RUTENG, BERITA FLORES- Yayasan Plan International Indonesia atau Plan Indonesia mendorong isu ketahanan iklim jadi prioritas dalam pelaksanaan program Sanitasi Total Berbasis Masyarakat yang Berkesetaraan Gender dan Inklusi Sosial (STBM-GESI).
Pelaksanaan program STBM-GESI ini akan dilakukan oleh kelompok kerja air minum dan penyehatan lingkungan (Pokja AMPL), sanitarian, dan promosi kesehatan (Promkes) puskesmas di Kabupaten Manggarai, Nusa Tenggara Timur (NTT).
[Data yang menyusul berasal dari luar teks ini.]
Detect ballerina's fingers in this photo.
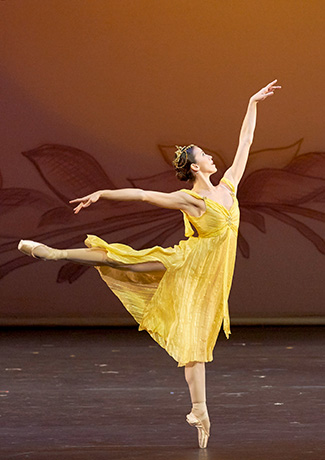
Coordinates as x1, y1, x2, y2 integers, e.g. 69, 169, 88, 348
73, 200, 92, 214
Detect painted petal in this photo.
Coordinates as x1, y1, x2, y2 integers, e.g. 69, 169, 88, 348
238, 169, 325, 206
38, 206, 76, 227
262, 207, 325, 254
245, 139, 303, 177
240, 207, 266, 233
23, 144, 116, 203
284, 152, 325, 180
238, 230, 249, 259
56, 262, 91, 284
128, 169, 180, 192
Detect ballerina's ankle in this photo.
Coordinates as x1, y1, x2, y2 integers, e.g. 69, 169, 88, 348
33, 244, 68, 260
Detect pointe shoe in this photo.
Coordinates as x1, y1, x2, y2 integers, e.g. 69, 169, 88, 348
18, 240, 64, 260
186, 412, 210, 449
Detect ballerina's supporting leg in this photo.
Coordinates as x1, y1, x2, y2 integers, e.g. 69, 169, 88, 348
185, 362, 210, 448
18, 240, 165, 272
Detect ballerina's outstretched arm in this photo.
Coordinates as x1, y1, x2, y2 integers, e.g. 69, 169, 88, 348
69, 188, 204, 214
18, 189, 202, 272
224, 80, 281, 186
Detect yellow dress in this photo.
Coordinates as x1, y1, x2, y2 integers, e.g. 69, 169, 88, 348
85, 177, 239, 366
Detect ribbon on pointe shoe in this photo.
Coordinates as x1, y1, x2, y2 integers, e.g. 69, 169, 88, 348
186, 412, 210, 449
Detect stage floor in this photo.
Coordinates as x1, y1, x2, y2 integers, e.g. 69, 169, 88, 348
0, 326, 325, 460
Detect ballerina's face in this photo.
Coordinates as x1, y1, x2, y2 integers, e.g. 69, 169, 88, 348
191, 145, 217, 174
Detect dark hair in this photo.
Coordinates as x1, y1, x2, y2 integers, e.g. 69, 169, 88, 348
173, 144, 195, 182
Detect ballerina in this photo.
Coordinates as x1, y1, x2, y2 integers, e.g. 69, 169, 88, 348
18, 80, 281, 448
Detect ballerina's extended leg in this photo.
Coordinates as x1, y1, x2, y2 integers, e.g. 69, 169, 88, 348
185, 362, 210, 449
18, 240, 165, 272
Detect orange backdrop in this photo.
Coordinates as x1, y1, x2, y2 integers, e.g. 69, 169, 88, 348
0, 0, 325, 324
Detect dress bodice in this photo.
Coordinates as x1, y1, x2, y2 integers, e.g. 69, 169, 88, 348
181, 177, 239, 238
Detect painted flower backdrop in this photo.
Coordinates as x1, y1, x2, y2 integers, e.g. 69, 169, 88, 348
0, 139, 325, 283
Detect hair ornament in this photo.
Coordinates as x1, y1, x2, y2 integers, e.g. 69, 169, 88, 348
173, 144, 194, 166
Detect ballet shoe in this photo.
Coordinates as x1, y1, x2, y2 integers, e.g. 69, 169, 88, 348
186, 412, 210, 449
18, 240, 65, 260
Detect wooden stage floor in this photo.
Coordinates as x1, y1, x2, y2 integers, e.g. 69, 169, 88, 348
0, 326, 325, 460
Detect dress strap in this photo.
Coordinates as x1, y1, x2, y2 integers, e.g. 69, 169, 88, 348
182, 211, 194, 238
180, 188, 204, 238
220, 177, 236, 196
180, 188, 204, 200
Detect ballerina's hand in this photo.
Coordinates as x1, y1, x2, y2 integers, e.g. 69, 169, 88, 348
69, 192, 100, 214
251, 80, 281, 102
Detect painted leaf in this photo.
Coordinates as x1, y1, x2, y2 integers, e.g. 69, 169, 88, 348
238, 169, 325, 206
0, 187, 58, 214
284, 152, 325, 180
23, 144, 116, 203
244, 139, 303, 177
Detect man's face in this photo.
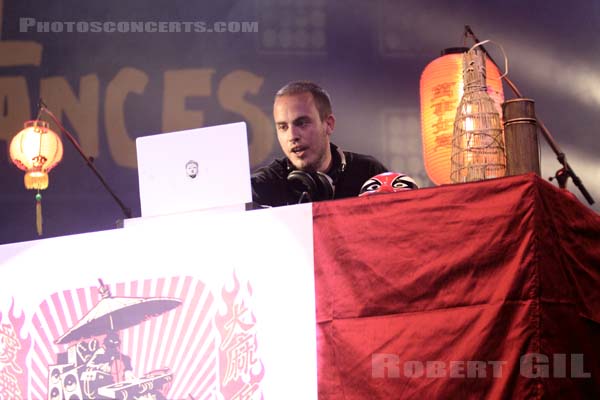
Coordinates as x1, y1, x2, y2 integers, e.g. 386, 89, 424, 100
273, 93, 335, 172
185, 163, 198, 178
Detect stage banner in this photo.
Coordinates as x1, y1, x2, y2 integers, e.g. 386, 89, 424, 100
0, 204, 317, 400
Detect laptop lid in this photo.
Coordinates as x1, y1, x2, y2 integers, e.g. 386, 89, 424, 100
136, 122, 252, 217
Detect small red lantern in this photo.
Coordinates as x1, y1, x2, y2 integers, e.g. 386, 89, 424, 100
420, 47, 504, 185
9, 120, 63, 190
9, 120, 63, 235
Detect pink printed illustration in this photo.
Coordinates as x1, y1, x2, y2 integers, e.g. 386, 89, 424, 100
0, 299, 31, 400
26, 277, 258, 400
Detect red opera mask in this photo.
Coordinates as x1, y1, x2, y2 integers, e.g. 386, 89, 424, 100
358, 172, 419, 197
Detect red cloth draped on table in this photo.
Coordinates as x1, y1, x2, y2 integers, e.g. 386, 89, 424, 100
313, 174, 600, 400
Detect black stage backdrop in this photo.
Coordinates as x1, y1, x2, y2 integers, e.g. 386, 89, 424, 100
0, 0, 600, 243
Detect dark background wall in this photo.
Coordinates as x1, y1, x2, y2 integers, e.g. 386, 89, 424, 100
0, 0, 600, 243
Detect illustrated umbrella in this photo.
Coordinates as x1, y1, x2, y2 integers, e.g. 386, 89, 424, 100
55, 281, 181, 344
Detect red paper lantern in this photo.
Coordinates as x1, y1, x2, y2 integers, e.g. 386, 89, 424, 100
9, 120, 63, 190
420, 47, 504, 185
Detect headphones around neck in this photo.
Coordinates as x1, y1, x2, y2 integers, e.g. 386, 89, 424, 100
287, 148, 346, 203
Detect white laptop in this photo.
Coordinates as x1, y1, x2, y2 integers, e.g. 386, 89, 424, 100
136, 122, 252, 217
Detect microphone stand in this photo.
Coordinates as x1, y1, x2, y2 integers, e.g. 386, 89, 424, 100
37, 99, 132, 218
465, 25, 594, 205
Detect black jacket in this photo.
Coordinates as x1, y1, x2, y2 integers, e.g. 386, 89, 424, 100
251, 143, 388, 207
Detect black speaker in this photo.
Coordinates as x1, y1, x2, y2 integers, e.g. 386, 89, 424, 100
287, 170, 335, 203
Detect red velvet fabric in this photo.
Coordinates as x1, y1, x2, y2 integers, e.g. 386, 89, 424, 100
313, 174, 600, 399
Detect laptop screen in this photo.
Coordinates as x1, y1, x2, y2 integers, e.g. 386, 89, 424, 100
136, 122, 252, 217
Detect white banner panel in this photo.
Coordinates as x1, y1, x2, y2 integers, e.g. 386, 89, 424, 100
0, 204, 317, 400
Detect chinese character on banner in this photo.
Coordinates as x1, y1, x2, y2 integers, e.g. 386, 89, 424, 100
216, 276, 264, 400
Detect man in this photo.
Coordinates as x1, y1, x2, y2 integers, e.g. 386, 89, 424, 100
252, 81, 387, 207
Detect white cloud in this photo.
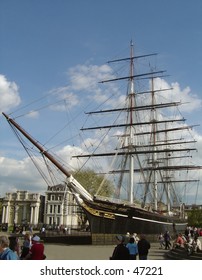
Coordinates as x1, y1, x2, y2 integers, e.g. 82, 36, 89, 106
155, 78, 202, 112
0, 75, 21, 111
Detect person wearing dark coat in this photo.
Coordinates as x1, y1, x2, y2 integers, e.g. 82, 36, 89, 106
137, 235, 151, 260
110, 235, 130, 260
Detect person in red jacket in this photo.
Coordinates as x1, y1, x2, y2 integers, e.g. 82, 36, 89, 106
25, 235, 45, 260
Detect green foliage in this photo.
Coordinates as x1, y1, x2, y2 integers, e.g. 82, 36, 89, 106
73, 169, 114, 197
188, 208, 202, 227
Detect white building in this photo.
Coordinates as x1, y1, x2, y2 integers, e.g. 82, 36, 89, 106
44, 184, 80, 228
1, 191, 44, 226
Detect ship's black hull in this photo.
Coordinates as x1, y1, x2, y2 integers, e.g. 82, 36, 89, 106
79, 198, 187, 235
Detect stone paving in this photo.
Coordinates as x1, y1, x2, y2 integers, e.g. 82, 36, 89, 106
44, 243, 166, 260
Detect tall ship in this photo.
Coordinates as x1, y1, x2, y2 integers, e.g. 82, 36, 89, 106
3, 42, 201, 237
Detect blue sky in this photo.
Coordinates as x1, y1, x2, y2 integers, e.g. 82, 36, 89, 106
0, 0, 202, 203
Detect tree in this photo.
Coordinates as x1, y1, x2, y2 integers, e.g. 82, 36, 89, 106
73, 169, 114, 197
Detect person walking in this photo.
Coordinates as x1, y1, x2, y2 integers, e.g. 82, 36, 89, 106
24, 235, 46, 260
163, 231, 171, 250
110, 235, 130, 260
20, 233, 32, 260
126, 237, 138, 260
0, 235, 19, 260
137, 234, 151, 260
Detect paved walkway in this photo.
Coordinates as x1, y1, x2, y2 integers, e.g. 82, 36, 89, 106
45, 243, 166, 260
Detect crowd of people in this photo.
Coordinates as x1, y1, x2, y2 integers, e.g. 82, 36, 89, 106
0, 233, 46, 260
110, 233, 150, 260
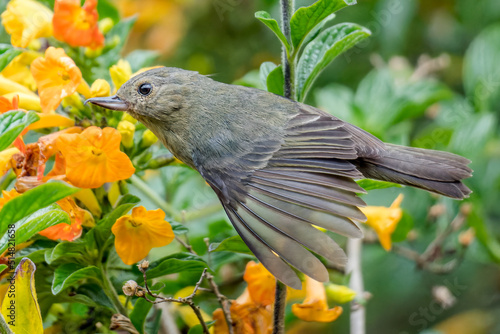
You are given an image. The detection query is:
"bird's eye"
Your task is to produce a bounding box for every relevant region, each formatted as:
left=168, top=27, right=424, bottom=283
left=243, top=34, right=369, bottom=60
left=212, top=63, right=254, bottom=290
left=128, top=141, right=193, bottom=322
left=138, top=83, right=153, bottom=96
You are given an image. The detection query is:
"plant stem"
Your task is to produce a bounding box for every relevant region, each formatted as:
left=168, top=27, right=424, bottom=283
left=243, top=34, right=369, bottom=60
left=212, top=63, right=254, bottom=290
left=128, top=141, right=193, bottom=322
left=130, top=174, right=174, bottom=217
left=347, top=239, right=366, bottom=334
left=273, top=280, right=286, bottom=334
left=99, top=263, right=128, bottom=316
left=281, top=0, right=295, bottom=100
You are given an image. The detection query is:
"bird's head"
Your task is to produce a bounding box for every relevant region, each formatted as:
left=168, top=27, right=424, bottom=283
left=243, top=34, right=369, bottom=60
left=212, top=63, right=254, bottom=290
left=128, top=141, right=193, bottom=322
left=85, top=67, right=197, bottom=122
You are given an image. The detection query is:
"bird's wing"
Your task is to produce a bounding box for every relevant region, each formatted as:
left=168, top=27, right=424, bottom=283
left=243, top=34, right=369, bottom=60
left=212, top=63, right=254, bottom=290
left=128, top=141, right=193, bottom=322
left=199, top=107, right=380, bottom=289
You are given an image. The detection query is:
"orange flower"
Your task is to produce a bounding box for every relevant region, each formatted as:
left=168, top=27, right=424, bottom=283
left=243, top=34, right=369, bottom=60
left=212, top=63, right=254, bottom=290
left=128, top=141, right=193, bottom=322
left=292, top=276, right=342, bottom=322
left=0, top=95, right=19, bottom=114
left=243, top=261, right=276, bottom=306
left=0, top=189, right=21, bottom=210
left=56, top=126, right=135, bottom=188
left=111, top=206, right=175, bottom=264
left=52, top=0, right=104, bottom=49
left=360, top=194, right=403, bottom=251
left=31, top=46, right=82, bottom=113
left=39, top=197, right=86, bottom=241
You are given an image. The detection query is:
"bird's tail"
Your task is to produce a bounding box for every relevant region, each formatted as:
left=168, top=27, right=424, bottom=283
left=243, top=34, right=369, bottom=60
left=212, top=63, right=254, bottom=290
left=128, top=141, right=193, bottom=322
left=357, top=144, right=472, bottom=199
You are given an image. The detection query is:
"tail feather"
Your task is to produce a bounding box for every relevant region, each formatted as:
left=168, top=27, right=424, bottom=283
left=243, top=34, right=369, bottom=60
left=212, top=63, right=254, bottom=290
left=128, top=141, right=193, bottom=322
left=357, top=144, right=472, bottom=199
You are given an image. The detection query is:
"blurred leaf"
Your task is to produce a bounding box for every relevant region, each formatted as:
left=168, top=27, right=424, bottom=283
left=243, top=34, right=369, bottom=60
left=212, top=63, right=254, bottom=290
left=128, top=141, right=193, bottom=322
left=0, top=110, right=40, bottom=151
left=266, top=65, right=285, bottom=96
left=0, top=44, right=23, bottom=72
left=208, top=235, right=253, bottom=255
left=0, top=181, right=80, bottom=235
left=129, top=298, right=153, bottom=334
left=0, top=204, right=70, bottom=253
left=463, top=24, right=500, bottom=111
left=52, top=263, right=103, bottom=295
left=2, top=259, right=43, bottom=334
left=125, top=50, right=160, bottom=72
left=255, top=11, right=290, bottom=54
left=290, top=0, right=356, bottom=48
left=97, top=0, right=120, bottom=23
left=137, top=253, right=208, bottom=283
left=356, top=179, right=402, bottom=191
left=391, top=211, right=413, bottom=242
left=449, top=113, right=497, bottom=157
left=296, top=23, right=370, bottom=101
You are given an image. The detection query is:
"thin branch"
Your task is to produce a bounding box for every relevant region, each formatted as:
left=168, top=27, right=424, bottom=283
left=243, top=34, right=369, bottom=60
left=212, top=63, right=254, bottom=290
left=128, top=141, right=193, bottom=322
left=273, top=280, right=286, bottom=334
left=347, top=239, right=366, bottom=334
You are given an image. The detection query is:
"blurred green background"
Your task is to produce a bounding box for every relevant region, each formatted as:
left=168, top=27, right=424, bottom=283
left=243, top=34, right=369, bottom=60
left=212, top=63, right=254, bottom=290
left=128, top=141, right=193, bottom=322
left=116, top=0, right=500, bottom=334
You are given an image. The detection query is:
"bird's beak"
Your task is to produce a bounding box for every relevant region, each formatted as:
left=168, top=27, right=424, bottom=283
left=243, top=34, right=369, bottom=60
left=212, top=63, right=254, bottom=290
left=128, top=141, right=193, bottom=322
left=85, top=95, right=128, bottom=111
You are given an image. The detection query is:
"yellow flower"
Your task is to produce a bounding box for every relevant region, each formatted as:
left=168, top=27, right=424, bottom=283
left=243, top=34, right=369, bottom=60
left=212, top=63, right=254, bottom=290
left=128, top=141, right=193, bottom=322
left=243, top=261, right=276, bottom=305
left=31, top=46, right=82, bottom=113
left=2, top=0, right=52, bottom=48
left=292, top=276, right=342, bottom=322
left=90, top=79, right=111, bottom=97
left=360, top=194, right=403, bottom=251
left=109, top=59, right=132, bottom=90
left=1, top=51, right=40, bottom=91
left=111, top=206, right=175, bottom=264
left=0, top=147, right=19, bottom=177
left=116, top=121, right=135, bottom=148
left=56, top=126, right=135, bottom=188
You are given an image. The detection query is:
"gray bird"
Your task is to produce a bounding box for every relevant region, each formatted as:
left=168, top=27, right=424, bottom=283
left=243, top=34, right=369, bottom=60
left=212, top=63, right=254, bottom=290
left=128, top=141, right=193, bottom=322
left=88, top=67, right=472, bottom=289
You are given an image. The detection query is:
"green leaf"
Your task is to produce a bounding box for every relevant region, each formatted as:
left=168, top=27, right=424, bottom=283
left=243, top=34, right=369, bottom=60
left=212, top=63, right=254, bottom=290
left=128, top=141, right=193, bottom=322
left=129, top=298, right=153, bottom=334
left=463, top=24, right=500, bottom=111
left=391, top=211, right=413, bottom=242
left=137, top=253, right=208, bottom=283
left=356, top=179, right=402, bottom=191
left=296, top=23, right=370, bottom=101
left=208, top=235, right=253, bottom=255
left=6, top=204, right=71, bottom=252
left=290, top=0, right=356, bottom=48
left=0, top=181, right=80, bottom=235
left=0, top=110, right=40, bottom=151
left=0, top=44, right=23, bottom=72
left=125, top=50, right=160, bottom=72
left=52, top=263, right=103, bottom=295
left=266, top=65, right=285, bottom=96
left=255, top=11, right=290, bottom=54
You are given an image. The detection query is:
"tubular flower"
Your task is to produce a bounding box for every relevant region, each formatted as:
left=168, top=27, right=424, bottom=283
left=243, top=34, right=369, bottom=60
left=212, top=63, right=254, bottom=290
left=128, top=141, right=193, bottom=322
left=243, top=261, right=276, bottom=306
left=31, top=46, right=82, bottom=113
left=2, top=0, right=52, bottom=48
left=111, top=206, right=175, bottom=264
left=56, top=126, right=135, bottom=188
left=52, top=0, right=104, bottom=49
left=360, top=194, right=403, bottom=251
left=292, top=276, right=342, bottom=322
left=39, top=197, right=85, bottom=241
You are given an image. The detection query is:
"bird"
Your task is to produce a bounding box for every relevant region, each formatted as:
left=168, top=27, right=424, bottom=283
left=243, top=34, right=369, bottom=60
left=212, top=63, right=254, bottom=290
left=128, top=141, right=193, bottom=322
left=86, top=67, right=472, bottom=289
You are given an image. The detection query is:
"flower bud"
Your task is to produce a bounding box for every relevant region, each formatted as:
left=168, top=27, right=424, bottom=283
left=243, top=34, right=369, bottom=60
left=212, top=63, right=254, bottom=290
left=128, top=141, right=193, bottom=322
left=117, top=121, right=135, bottom=148
left=90, top=79, right=111, bottom=97
left=109, top=59, right=132, bottom=90
left=122, top=280, right=138, bottom=296
left=326, top=284, right=356, bottom=304
left=141, top=129, right=158, bottom=148
left=98, top=17, right=115, bottom=35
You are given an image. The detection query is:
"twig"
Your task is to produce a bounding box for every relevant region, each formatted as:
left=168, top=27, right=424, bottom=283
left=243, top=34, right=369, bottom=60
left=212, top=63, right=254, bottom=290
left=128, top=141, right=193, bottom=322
left=273, top=280, right=286, bottom=334
left=175, top=237, right=234, bottom=334
left=347, top=239, right=366, bottom=334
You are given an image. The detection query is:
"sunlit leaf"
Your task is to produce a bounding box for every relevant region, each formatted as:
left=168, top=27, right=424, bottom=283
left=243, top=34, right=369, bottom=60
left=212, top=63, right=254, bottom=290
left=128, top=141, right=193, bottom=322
left=255, top=11, right=290, bottom=53
left=208, top=235, right=253, bottom=255
left=290, top=0, right=356, bottom=48
left=0, top=110, right=40, bottom=151
left=296, top=23, right=370, bottom=101
left=2, top=259, right=43, bottom=334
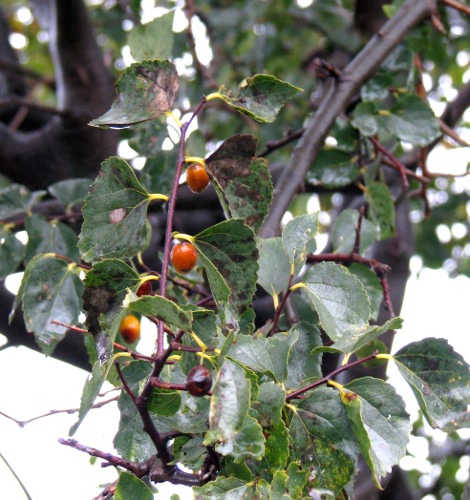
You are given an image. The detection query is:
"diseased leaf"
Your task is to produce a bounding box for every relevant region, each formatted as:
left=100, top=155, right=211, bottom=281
left=258, top=237, right=291, bottom=297
left=365, top=182, right=395, bottom=240
left=220, top=74, right=302, bottom=123
left=393, top=338, right=470, bottom=432
left=302, top=262, right=370, bottom=342
left=15, top=254, right=83, bottom=355
left=129, top=295, right=192, bottom=332
left=282, top=213, right=318, bottom=276
left=204, top=358, right=250, bottom=446
left=89, top=59, right=179, bottom=128
left=206, top=135, right=273, bottom=232
left=128, top=11, right=175, bottom=61
left=114, top=471, right=153, bottom=500
left=306, top=149, right=359, bottom=189
left=333, top=208, right=377, bottom=254
left=0, top=224, right=25, bottom=279
left=78, top=156, right=150, bottom=262
left=194, top=219, right=258, bottom=325
left=25, top=214, right=80, bottom=263
left=341, top=377, right=411, bottom=487
left=289, top=387, right=359, bottom=497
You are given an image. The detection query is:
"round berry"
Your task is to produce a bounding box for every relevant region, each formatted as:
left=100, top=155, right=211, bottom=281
left=137, top=281, right=152, bottom=297
left=119, top=314, right=140, bottom=344
left=170, top=241, right=197, bottom=274
left=186, top=163, right=210, bottom=193
left=186, top=365, right=212, bottom=397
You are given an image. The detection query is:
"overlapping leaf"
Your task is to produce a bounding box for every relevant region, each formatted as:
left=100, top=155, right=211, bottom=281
left=341, top=377, right=411, bottom=487
left=90, top=59, right=179, bottom=128
left=394, top=338, right=470, bottom=432
left=206, top=135, right=273, bottom=232
left=220, top=74, right=301, bottom=122
left=78, top=156, right=149, bottom=262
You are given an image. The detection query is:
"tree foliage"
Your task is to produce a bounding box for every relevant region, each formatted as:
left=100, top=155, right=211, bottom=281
left=0, top=0, right=470, bottom=499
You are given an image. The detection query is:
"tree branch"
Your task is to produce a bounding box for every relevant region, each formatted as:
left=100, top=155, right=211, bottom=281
left=260, top=0, right=436, bottom=238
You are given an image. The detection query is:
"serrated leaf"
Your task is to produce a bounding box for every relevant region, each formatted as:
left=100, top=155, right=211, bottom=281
left=0, top=224, right=25, bottom=279
left=285, top=322, right=323, bottom=389
left=129, top=295, right=192, bottom=332
left=306, top=149, right=359, bottom=189
left=25, top=214, right=80, bottom=263
left=0, top=184, right=47, bottom=219
left=205, top=135, right=273, bottom=232
left=83, top=259, right=140, bottom=361
left=258, top=237, right=292, bottom=297
left=341, top=377, right=411, bottom=488
left=89, top=59, right=179, bottom=128
left=193, top=477, right=253, bottom=500
left=215, top=416, right=266, bottom=463
left=78, top=156, right=149, bottom=262
left=17, top=254, right=83, bottom=355
left=69, top=359, right=113, bottom=436
left=128, top=11, right=175, bottom=61
left=282, top=213, right=318, bottom=275
left=220, top=74, right=302, bottom=123
left=365, top=182, right=395, bottom=240
left=48, top=178, right=93, bottom=210
left=393, top=338, right=470, bottom=432
left=332, top=208, right=377, bottom=254
left=348, top=263, right=383, bottom=321
left=114, top=471, right=153, bottom=500
left=227, top=333, right=297, bottom=381
left=302, top=262, right=370, bottom=342
left=204, top=358, right=251, bottom=446
left=289, top=387, right=359, bottom=497
left=194, top=219, right=258, bottom=324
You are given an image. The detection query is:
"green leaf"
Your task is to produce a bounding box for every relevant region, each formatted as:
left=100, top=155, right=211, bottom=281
left=332, top=208, right=377, bottom=254
left=89, top=59, right=179, bottom=128
left=228, top=333, right=297, bottom=381
left=289, top=387, right=358, bottom=496
left=48, top=178, right=93, bottom=210
left=128, top=11, right=175, bottom=61
left=129, top=295, right=192, bottom=332
left=365, top=182, right=395, bottom=240
left=282, top=213, right=318, bottom=276
left=83, top=259, right=140, bottom=361
left=114, top=471, right=153, bottom=500
left=204, top=359, right=251, bottom=446
left=393, top=338, right=470, bottom=432
left=285, top=322, right=323, bottom=389
left=193, top=477, right=253, bottom=500
left=78, top=156, right=149, bottom=262
left=258, top=237, right=291, bottom=297
left=302, top=262, right=370, bottom=342
left=0, top=184, right=47, bottom=219
left=206, top=135, right=273, bottom=232
left=220, top=74, right=302, bottom=123
left=215, top=416, right=266, bottom=463
left=348, top=263, right=383, bottom=321
left=148, top=388, right=181, bottom=417
left=306, top=149, right=359, bottom=189
left=69, top=358, right=113, bottom=436
left=341, top=377, right=411, bottom=487
left=0, top=224, right=24, bottom=279
left=17, top=254, right=83, bottom=355
left=25, top=214, right=80, bottom=263
left=194, top=219, right=258, bottom=323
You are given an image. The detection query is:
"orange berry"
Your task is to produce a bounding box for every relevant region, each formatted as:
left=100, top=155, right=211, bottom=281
left=186, top=163, right=210, bottom=193
left=137, top=281, right=152, bottom=297
left=170, top=241, right=197, bottom=274
left=119, top=314, right=140, bottom=344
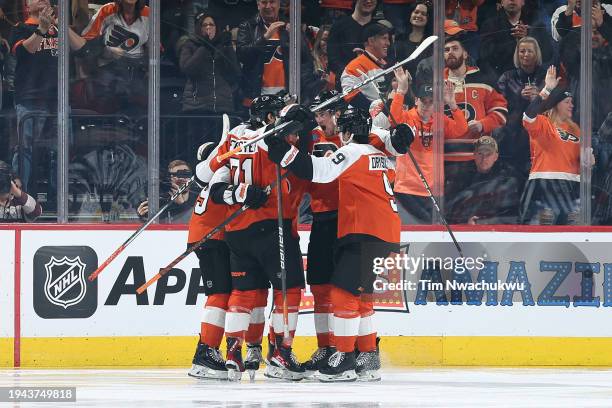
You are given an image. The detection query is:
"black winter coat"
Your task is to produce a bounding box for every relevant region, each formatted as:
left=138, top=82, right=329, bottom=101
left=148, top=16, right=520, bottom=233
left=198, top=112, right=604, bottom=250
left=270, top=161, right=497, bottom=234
left=179, top=33, right=240, bottom=113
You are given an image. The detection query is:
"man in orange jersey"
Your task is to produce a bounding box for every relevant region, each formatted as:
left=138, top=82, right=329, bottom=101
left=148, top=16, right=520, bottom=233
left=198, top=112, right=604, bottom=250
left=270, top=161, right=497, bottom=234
left=391, top=67, right=468, bottom=224
left=267, top=108, right=414, bottom=382
left=187, top=139, right=232, bottom=380
left=211, top=96, right=305, bottom=380
left=304, top=91, right=344, bottom=372
left=340, top=22, right=391, bottom=111
left=236, top=0, right=324, bottom=106
left=444, top=38, right=508, bottom=199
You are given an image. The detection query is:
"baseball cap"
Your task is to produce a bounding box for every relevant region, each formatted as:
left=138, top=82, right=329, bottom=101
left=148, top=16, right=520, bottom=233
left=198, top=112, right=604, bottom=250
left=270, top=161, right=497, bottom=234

Provincial Coordinator Project Water for Woman Yayasan Plan International Indonesia, Juliani F. Talan menjelaskan hal itu dalam kegiatan yang bertajuk “Pelatihan Ketahanan Iklim untuk Pokja AMPL Kabupaten Manggarai” di Aula Hotel Dahlia Ruteng pada Rabu, 12 April 2023.
Dari pantauan wartawan, hadir sebagai peserta dalam kegiatan tersebut antara lain, perwakilan masing-masing 1 orang dari OPD (Organisasi Perangkat Daerah) Kabupaten Manggarai, perwakilan promkes sebanyak 36 orang dari 18 puskesmas, dan perwakilan dari kelompok anak muda.
Dalam sambutannya, Juliani menjelaskan, dalam rangka mendukung program STBM GESI yang berketahanan iklim, anggota Pokja AMPL, sanitarian, dan promkes puskesmas perlu memiliki satu konsep pemahaman yang sama tentang ketahanan iklim. Menurut Juliani, hal itu bertujuan agar dalam penyusunan program kerja nanti, isu ketahanan iklim dalam STBM GESI menjadi salah satu isu penting yang harus dilaksanakan.
“Hal ini menjadi dasar diadakannya pelatihan peningkatan kapasitas bagi Pokja AMPL, sanitarian, dan promkes Puskesmas terkait isu ketahanan iklim dalam STBM GESI,” ujarnya.
Selain itu, beber dia, ada 3 tujuan dari kegiatan pelatihan ketahanan iklim bagi Pokja AMPL, sanitarian, dan Promkes Puskesmas. Pertama, agar mengetahui apa itu perubahan iklim, dampak perubahan iklim bagi isu sanitasi, dan bagaimana beradaptasi terkait perubahan iklim dalam isu air, sanitasi, dan kebersihan (WASH).
Kedua, peserta dapat menggunakan modul Climate Change Response for Inclusive WASH (CCRIW) dan melakukan pemicuan Climate Change Response for Inclusive WASH (CCRIW) di tingkat masyarakat. Ketiga, menyepakati rencana tindak lanjut terkait implementasi kegiatan STBM GESI berketahanan iklim yang terintegrasi dalam program kerja Pokja AMPL serta menyepakati jadwal pemicuan di tingkat kecamatan, kelurahan, dan desa.
Salah satu narasumber dalam kegiatan ini, Norman Riwu Kaho, mengatakan dampak perubahan iklim sebagian besar sangat berpengaruh terhadap air seperti banjir, kekeringan, meningginya permukaan air laut, curah hujan tinggi, longsor, dan terbentuknya siklon-siklon tropis.
“Ini merupakan tanda-tanda perubahan iklim yang mesti kita waspadai,” ujarnya.
Ia berharap Pokja AMPL, sanitarian, dan Promkes Puskesmas yang hadir dalam pelatihan dapat memahami bahwa pekerjaan mereka di bidang kesehatan sangat berkaitan erat dengan perubahan iklim. Sehingga segala aktivitas yang mereka lakukan tidak menjadi bagian dari emisi gas rumah kaca yang berpengaruh terhadap perubahan iklim dan pemanasan global.
Dosen Undana Kupang itu menambahkan, materi-materi yang ia presentasikan merupakan pengantar untuk menyoroti isu ketahanan iklim dalam pelaksanaan program Sanitasi Total Berbasis Masyarakat yang Berkesetaraan Gender dan Inklusi Sosial (STBM GESI).
“Sekarang kita mau lihat bagaimana isu mengenai air, sanitasi, dan kebersihan dikaitkan dengan isu inklusi sosial dan gender dalam aspek ketahanan iklim,” tutupnya.